N.Y. lawmakers disappoint on property insurer; avoid workers’ comp reform

July 24, 2006

The New York State Legislature’s most recent session will be remembered by insurance lobbyists more for what did not get accomplished than for what did.

The Republican-controlled Senate and the Democrat-led Assembly once again missed an opportunity to help calm a growing homeowners insurance crisis in the downstate region, according to the state’s insurance agents.

They also bypassed reforms of the state’s workers’ compensation system sought by Gov. George Pataki, business and insurance leaders.

Also, three different bills on the reinstatement of flex rating for private passenger auto insurance were introduced by the Senate in an attempt to get the Assembly interested in this issue but none of the bills were advanced before the session closed on June 23.

With insurance companies such as Allstate, MetLife and others restricting homeowners coverage in Westchester County, New York City and Long Island, the Independent Insurance Agents & Brokers of New York, Inc. says lawmakers could have eased the situation by permanently extending the life of the residual market property insurer.

However, as they have done in years past, lawmakers only granted the New York Property Insurance Underwriting Association a one-year extension. NYPIUA provides fire, vandalism and other coverage to those who cannot obtain them in a standard market.

The uncertainty over the future of the NYPIUA has consequences that are felt in the marketplace, agents maintain. “The financial markets do not take NYPIUA seriously due to its temporary status,” said Sharon H. Emek, IIABNY chair and a managing director of CBS Coverage Group in New York City. “Because of its dependence on the New York State Legislature, NYPIUA has lapsed in the past, making it unable to obtain certain financial commitments.”

For years, NYPIUA has been a political hostage between the Republicans who control the Senate and Democrats who rule the Assembly. A bill to make NYPIUA permanent recently passed the Assembly, but was unable to survive obstacles in the Senate. The Legislature finally adopted a one-year extension.

“We are disappointed with a number of senators whose short-range views on this crisis will eventually hurt homeowners in the downstate region,” said Emek.

Lawmakers also extended provisions that allow auto insurers to cancel or non-renew up to two percent of their business on an annual basis. This provision was scheduled to expire on June 30, 2006.

Workers’ comp inaction
Lawmakers did not take seriously a workers’ compensation reform plan advanced by Gov. Pataki that he said would reduce costs for businesses by more than 15 percent, while increasing benefit levels for injured workers by 25 percent.

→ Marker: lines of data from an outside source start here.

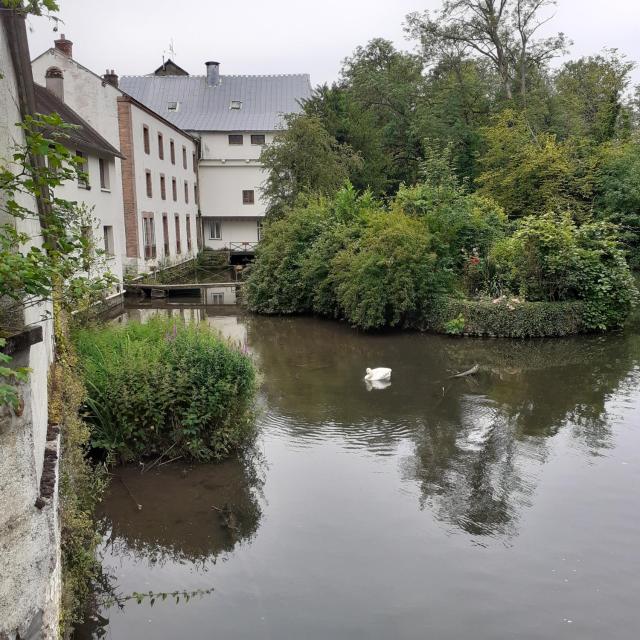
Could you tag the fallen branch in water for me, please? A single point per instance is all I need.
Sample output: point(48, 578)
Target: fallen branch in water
point(131, 494)
point(468, 372)
point(157, 460)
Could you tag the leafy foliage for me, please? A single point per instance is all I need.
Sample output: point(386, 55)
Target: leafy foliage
point(165, 384)
point(549, 258)
point(618, 194)
point(389, 275)
point(505, 317)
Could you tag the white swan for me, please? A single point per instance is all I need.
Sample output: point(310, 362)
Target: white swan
point(378, 385)
point(381, 373)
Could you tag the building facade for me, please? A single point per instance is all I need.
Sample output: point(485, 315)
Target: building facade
point(233, 117)
point(102, 200)
point(30, 582)
point(154, 181)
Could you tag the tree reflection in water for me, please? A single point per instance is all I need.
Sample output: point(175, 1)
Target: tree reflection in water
point(478, 442)
point(189, 513)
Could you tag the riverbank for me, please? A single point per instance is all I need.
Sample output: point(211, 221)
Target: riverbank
point(523, 474)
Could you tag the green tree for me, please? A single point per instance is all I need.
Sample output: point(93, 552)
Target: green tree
point(384, 87)
point(530, 172)
point(500, 31)
point(590, 95)
point(455, 105)
point(390, 275)
point(618, 193)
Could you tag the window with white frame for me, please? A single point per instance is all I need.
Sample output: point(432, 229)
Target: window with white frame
point(104, 174)
point(215, 230)
point(83, 170)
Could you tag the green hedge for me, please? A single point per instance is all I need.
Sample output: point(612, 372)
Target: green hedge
point(506, 318)
point(165, 384)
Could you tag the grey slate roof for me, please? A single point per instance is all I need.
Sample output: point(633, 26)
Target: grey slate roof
point(82, 136)
point(265, 99)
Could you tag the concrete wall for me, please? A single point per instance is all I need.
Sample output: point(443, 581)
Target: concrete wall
point(155, 204)
point(233, 230)
point(29, 536)
point(105, 206)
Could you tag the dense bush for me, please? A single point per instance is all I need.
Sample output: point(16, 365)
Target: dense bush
point(384, 266)
point(292, 262)
point(165, 384)
point(389, 275)
point(505, 318)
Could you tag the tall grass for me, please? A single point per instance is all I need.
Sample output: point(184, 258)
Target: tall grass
point(165, 384)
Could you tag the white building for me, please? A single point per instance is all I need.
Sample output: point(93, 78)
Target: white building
point(96, 189)
point(154, 182)
point(234, 117)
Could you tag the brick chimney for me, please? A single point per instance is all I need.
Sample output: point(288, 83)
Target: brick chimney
point(64, 46)
point(111, 77)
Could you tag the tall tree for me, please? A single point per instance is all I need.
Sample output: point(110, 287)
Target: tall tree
point(384, 86)
point(501, 31)
point(590, 92)
point(304, 158)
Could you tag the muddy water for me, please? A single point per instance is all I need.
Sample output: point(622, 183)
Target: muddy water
point(500, 506)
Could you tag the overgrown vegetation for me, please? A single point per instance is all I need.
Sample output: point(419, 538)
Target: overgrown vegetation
point(165, 385)
point(482, 173)
point(437, 257)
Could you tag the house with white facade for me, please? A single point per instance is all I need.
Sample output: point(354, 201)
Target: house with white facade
point(233, 116)
point(154, 179)
point(159, 179)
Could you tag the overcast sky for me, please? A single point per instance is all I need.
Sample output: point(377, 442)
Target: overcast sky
point(284, 36)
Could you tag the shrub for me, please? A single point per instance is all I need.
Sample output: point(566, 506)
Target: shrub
point(461, 224)
point(292, 262)
point(550, 258)
point(536, 262)
point(618, 194)
point(506, 318)
point(165, 384)
point(389, 275)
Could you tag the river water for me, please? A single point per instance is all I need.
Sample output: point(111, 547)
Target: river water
point(500, 506)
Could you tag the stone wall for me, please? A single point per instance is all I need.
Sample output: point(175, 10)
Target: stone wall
point(30, 573)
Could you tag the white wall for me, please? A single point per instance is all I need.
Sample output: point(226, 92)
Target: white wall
point(226, 170)
point(105, 206)
point(83, 92)
point(29, 543)
point(233, 230)
point(95, 102)
point(215, 146)
point(155, 204)
point(221, 190)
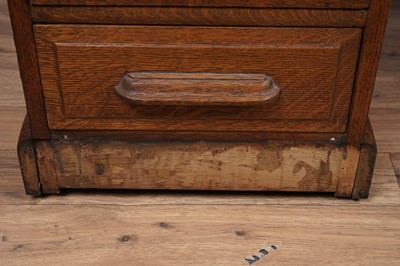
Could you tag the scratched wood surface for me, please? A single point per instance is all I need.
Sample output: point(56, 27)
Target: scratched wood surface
point(171, 228)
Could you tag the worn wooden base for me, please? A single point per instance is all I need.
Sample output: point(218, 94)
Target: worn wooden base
point(110, 163)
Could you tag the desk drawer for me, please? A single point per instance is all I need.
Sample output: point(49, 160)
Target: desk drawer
point(81, 67)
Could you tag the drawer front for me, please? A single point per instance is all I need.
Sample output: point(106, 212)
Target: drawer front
point(81, 67)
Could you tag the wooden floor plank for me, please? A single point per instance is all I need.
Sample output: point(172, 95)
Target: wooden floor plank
point(395, 157)
point(386, 125)
point(12, 190)
point(8, 56)
point(5, 25)
point(171, 228)
point(11, 119)
point(199, 235)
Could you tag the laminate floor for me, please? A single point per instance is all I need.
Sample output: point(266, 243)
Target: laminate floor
point(171, 228)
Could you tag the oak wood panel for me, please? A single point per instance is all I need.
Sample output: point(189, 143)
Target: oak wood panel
point(104, 163)
point(314, 68)
point(199, 16)
point(354, 4)
point(336, 139)
point(197, 89)
point(28, 66)
point(384, 192)
point(368, 66)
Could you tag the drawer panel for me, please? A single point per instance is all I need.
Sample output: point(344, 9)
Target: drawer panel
point(354, 4)
point(81, 66)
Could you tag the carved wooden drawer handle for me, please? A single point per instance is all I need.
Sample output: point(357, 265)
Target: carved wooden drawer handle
point(197, 89)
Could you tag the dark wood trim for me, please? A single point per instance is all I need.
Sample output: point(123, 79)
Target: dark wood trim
point(366, 165)
point(354, 4)
point(368, 66)
point(27, 161)
point(200, 16)
point(333, 138)
point(28, 67)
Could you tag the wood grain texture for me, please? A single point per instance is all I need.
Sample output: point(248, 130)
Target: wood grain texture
point(354, 4)
point(198, 16)
point(336, 139)
point(313, 67)
point(46, 167)
point(395, 158)
point(262, 166)
point(205, 228)
point(197, 89)
point(368, 66)
point(28, 66)
point(27, 161)
point(217, 235)
point(366, 165)
point(348, 172)
point(384, 192)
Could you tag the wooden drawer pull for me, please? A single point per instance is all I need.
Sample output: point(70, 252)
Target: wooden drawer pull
point(197, 89)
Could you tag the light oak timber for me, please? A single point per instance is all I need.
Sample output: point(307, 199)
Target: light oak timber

This was not the first time Pataki has waded into the workers’ compensation arena. His latest recommendations come on top those he fought for in 1996 that are credited with cutting costs by 25 percent on average. He proposed a series of additional reforms in 2004, but the Legislature failed to act on them.

The industry worked with New York Compensation Action Network, an industry and business workers compensation reform coalition, to advance this session’s workers compensation reform to no avail.

Kristina Baldwin, regional manager and counsel for Property Casualty Insurers Association of America, put a positive spin on the effort, stating, “While workers compensation reform did not get passed this session, PCI and coalition partners made progress in raising the prominence of this issue.”

While the Legislature didn’t find the time to address broad workers compensation changes, it did manage to pass legislation, which increases the threshold for employer approval of certain treatments in the workers compensation system from $500 to $1,200.

The industry has urged Pataki to veto this legislation, arguing that it only worsens a system that already has the second highest claims costs in the nation.